EXTRAÑOS

por Marisela Romero

Por Marisela Romero

Al inicio de los tiempos no existían los prejuicios ni los celos ni la codependencia ni la desigualdad social. Tampoco existían la propiedad privada ni los juicios morales. Es decir, no existía el pecado. Mujeres y hombres elegían a sus parejas sin importar el color de la piel; no había pobres y ricos, o nobles y plebeyos. No existían las leyes porque no era necesario proteger a las mujeres, a los niños, a los ancianos o a los indígenas. No existían los dinosaurios. Eso realmente es un mito.

extrañosExistían desde entonces las flores multicolores, los árboles sanos y frondosos, los ríos cristalinos habitados por abundantes peces. Existían los bosques, las praderas y las montañas limpias repletos de animales felices de pertenecer a una cadena alimenticia justa y equitativa.

Existían, como ahora, la central camionera, la estación del tren y el aeropuerto, donde empezaban todas las historias de amor. Porque también existía el amor puro, ese que sólo es: nace, crece y muere, sin odiós. Siempre era amor, igual al principio y al final, sin medidas, sin adjetivos. Por eso esta historia fue posible.

Fue en uno de esos lugares, en ese tiempo cuando nos encontramos. Intercambiamos sonrisas, saludos e impresiones triviales —es una linda tarde—; esas frases protocolarias y sinceras con las que solemos decir a los demás “me alegro de haberme encontrado contigo en esta vida”. No dijimos nuestros nombres porque tampoco existían los nombres. Sólo éramos un tú y un yo coincidiendo felizmente en la vida.

Tenía una figura armónica, su cuerpo era proporcional a su sonrisa y sus gestos confirmaban lo que su voz expresaba.

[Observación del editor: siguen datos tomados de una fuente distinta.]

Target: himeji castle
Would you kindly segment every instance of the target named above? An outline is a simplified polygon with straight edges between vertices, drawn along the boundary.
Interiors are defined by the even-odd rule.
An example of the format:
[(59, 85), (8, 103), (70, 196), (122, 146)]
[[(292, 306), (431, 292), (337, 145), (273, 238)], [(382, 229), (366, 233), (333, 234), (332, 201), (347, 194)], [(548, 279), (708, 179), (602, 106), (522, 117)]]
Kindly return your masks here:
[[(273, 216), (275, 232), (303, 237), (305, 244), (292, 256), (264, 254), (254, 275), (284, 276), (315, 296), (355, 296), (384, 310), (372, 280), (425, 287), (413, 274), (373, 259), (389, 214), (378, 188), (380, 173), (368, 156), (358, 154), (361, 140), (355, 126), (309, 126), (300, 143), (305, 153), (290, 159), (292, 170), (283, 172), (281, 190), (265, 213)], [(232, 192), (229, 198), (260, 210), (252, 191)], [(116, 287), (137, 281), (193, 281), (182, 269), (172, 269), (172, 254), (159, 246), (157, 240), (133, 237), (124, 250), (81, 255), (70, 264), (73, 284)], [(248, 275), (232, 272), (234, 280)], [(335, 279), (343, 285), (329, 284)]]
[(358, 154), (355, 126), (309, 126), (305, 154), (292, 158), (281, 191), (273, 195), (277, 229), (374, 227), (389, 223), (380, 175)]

Y qué decir de su mirada que me cifraba y me reconstruía.

Afuera la vida continuaba su marcha. El cielo celeste se pintaba de otoño; el verdor permutaba en múltiples tonos, acordes a la melodía natural que surgía de los árboles.

Al despertar e incorporarme era imposible no contemplar la serenidad de su sueño. Deseaba tomar su rostro entre mis manos. Deseaba besar sus párpados quietos. Deseaba que no despertara para continuar con mi embeleso.

En el cautiverio de su calma y la profunda noche imaginaba un viaje eterno. Rozaba mi codo su brazo de ébano un poco a propósito, un poco de súbito. Me recosté nuevamente a su lado y fingí dormir.

Me preguntaba si también fui motivo de contemplación mientras —minutos antes— yo dormía profundamente. Me preguntaba si me observaba en ese instante con el mismo éxtasis que yo sentía.

Afuera la lluvia intensa, constante, proporcionaba una atmósfera pacífica. Estábamos atrapados. Sin embargo ninguno de los dos esperábamos escapar a ningún lado. Llevábamos el mismo destino y no había motivo para desear o esperar que fuera diferente.

Hablamos, reímos, soñamos. Nos amábamos intensamente. Deseábamos permanecer uno al lado del otro el tiempo que fuera necesario. O más.

Era imposible saber cuánto había transcurrido. Cedí nuevamente a Morfeo, hasta que su voz serena interrumpió mi letargo: —despierta, ya llegamos—. Bajamos del autobús, intercambiamos miradas y sonrisas por última vez, y me perdí entre la multitud, en la central de autobuses de la Ciudad de México.